Turkish adolescents' anonymous use of social networking sites (SNSs): A phenomenological study


Creative Commons License

Çimşir E., Akdoğan R., Akbayrak A.

PSYCHOLOGY IN THE SCHOOLS, no.-, pp.1-18, 2024 (SSCI)

  • Publication Type: Article / Article
  • Publication Date: 2024
  • Doi Number: 10.1002/pits.23200
  • Journal Name: PSYCHOLOGY IN THE SCHOOLS
  • Journal Indexes: Social Sciences Citation Index (SSCI), Scopus, Academic Search Premier, ASSIA, IBZ Online, PASCAL, Applied Science & Technology Source, Child Development & Adolescent Studies, EBSCO Education Source, Education Abstracts, Educational research abstracts (ERA), ERIC (Education Resources Information Center), Linguistics & Language Behavior Abstracts, Psycinfo
  • Page Numbers: pp.1-18
  • Anadolu University Affiliated: Yes

Abstract

Despite the surging anonymous social media use among adolescents living in non-Western countries, such as Turkey, existing studies have been conducted in a Western context and do not provide a holistic understanding of adolescents' lived experiences of anonymous social networking site (SNS) interactions. As a result, Turkish adolescents aged 12–15 years (N = 20) were interviewed about their lived experiences of anonymous SNS interactions, using a phenomenological qualitative approach. The authors identified 10 themes. Four themes address circumventing social norms and avoiding repercussions: mocking friends, seeking revenge, engaging in activism, and exploring and expressing self. Four themes pertain to initiating, developing, and testing relationships: exploring romantic relationships, testing friendships, seeking information about others, and gaining attention and/or popularity.

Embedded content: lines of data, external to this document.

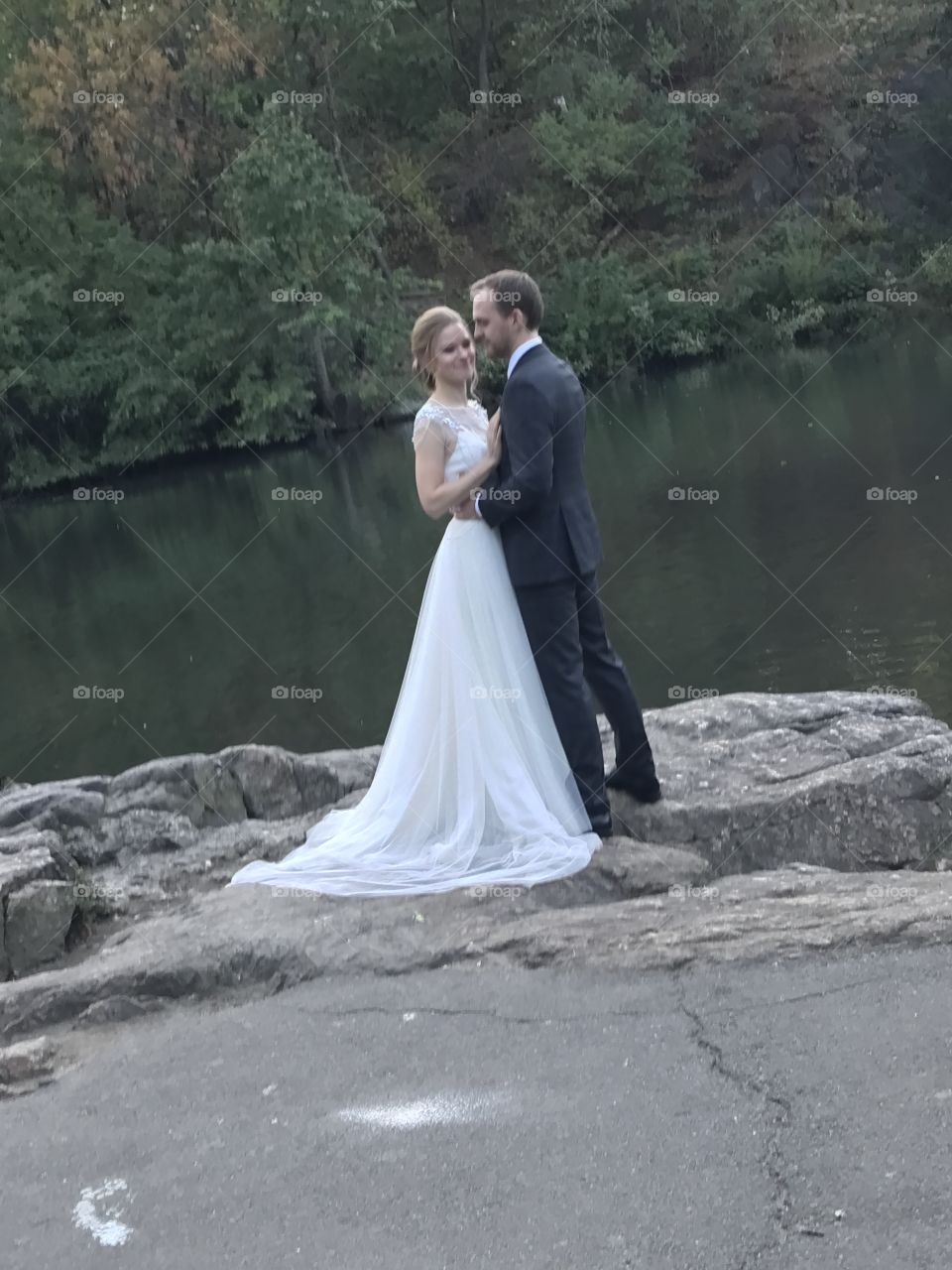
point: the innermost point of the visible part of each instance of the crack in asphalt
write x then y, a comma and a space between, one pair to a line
772, 1157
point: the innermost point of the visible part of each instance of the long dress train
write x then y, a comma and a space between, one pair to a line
472, 786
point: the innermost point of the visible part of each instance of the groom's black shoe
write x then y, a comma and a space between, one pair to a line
644, 789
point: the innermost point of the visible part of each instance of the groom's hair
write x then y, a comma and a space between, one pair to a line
511, 289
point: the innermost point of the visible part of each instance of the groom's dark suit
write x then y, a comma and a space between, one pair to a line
540, 506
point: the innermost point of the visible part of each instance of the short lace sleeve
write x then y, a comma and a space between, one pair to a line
431, 420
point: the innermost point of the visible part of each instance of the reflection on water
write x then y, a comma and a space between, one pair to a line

Reflecting a major intrapersonal dynamic, another theme describes low self-confidence/esteem. The final theme addresses a significant risk associated with the anonymous use of SNSs: increased risk of child sexual exploitation. The results provide important insights into the roles of anonymous online interactions in satisfying adolescents' developmental needs and indicate the importance of providing them with support and education to help them navigate the online world safely and responsibly.